Okay so it’s been a couple weeks.. it isn’t here yet! I’m so excited I can’t stand it! It will actually be 3 weeks come Tuesday! So I’m not so happy with that considering they told me one to two weeks… but! I have money down on it. So I’m still excited! Wanna see????? I know you do!

My Guitar

Pink = Stupidity

I’ve never been one to wear much pink. But today I decided I’d wear the one pink shirt I have and the one pair of pink shoes that I own. I walked out the door, got in the car, drove myself to Subway for lunch. Then I went to school. I didn’t even make it in the door and I…

(PAUSE)  THE FOLLOWING COULD BE A LITTLE INFORMAL ON THE SITUATION. PLEASE CONTINUE AT YOUR OWN RISK.  (GO)

… ripped part of my nail up on the toe that I broke a couple years ago. Oh man does it hurt! =( I broke this toe in three places that year… and ripped the nail clean off. Also I split the end of my toe open! I had to have stitches. Well just pray for me…. I’m in a lot of pain right now. =(

On a good note. As I was standing there in pain waiting for my mother to pick me back up there was a lady who was taking out the trash so I stood there and Opened the door for her. She said thank you. Then a UPS guy had a big load coming my way so I stepped outside and stood there with the door open for him. My mind went to the Lord in this though, “Lord I know the pain I’m in right now can’t amount to much for the pain that you went through. But I’m sure even through all of that pain, you were still right there to help anyone in your path. And they probably thought Thank You and didn’t think about the pain you were in.” Do we do that? When someone is in pain? Maybe not physical but mental or spiritual pain. And we walk by them and say, “Thank You.” Something to think about.

Anyway… do continue to pray. If anyone even reads this thing anymore. =)

Tootles.

“Ever feel like all your friends’ life are going somewhere and yours is stuck in limbo?

Married, having children, going to college. Everything I’ve ever wanted.  And someone else is living it.  Some of them don’t even want what they have. I do! Every time I try and accomplish something, something or someone makes it more and more complicated. Surely it wasn’t meant to be this difficult? So I say, okay the scripture tells us, Mat 6:33 But seek ye first the kingdom of God, and his righteousness; and all these things shall be added unto you.

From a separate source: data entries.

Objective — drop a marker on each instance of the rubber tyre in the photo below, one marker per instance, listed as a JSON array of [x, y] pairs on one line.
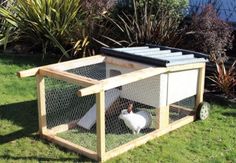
[[203, 111]]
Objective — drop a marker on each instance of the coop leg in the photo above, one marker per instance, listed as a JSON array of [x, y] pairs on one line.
[[41, 104], [200, 87], [100, 125], [163, 117]]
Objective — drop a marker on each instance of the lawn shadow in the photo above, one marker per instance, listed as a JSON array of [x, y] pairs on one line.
[[229, 114], [45, 159], [24, 115]]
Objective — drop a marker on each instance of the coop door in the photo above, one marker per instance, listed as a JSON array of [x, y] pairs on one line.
[[182, 85], [151, 91]]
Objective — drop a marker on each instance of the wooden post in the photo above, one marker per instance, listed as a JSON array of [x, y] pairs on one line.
[[163, 117], [200, 87], [41, 104], [100, 125]]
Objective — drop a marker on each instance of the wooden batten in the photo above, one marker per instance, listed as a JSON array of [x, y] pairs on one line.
[[185, 67], [63, 127], [125, 63], [100, 124], [121, 80], [64, 65], [163, 117], [68, 77], [182, 109], [200, 86], [142, 140], [41, 104], [71, 146]]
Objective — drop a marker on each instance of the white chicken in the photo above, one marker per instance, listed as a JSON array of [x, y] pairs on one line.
[[135, 121]]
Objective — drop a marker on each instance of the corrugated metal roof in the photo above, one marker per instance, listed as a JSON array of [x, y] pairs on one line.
[[155, 55]]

I’m only 18 I know! Is this my punishment for wanting to do things the right way? I’m so sick of the same old questions that only lead back to the same scripture! What more can a limited girl like me do for God? I’ve been ripped from so many paths and opportunities. Would someone please tell me what I’m doing wrong before I go insane? I work, I go to school, I help out my family in every way possible, I do whatever I can for the church, and for the Lord. I’ve been raised in the church. I’ve been a member for over 7 years. I’ve been saved and sanctified, and filled with the Holy Ghost for the same amount of time. I play the guitar and write my own songs, and I taught myself sign language. I’m enrolling for college in the fall. What am I missing?

Lost. Confused.

~Denise~

Urgent Prayer Request

I have an unspoken prayer request. My family and I really need the Lord to intervene on our behalf.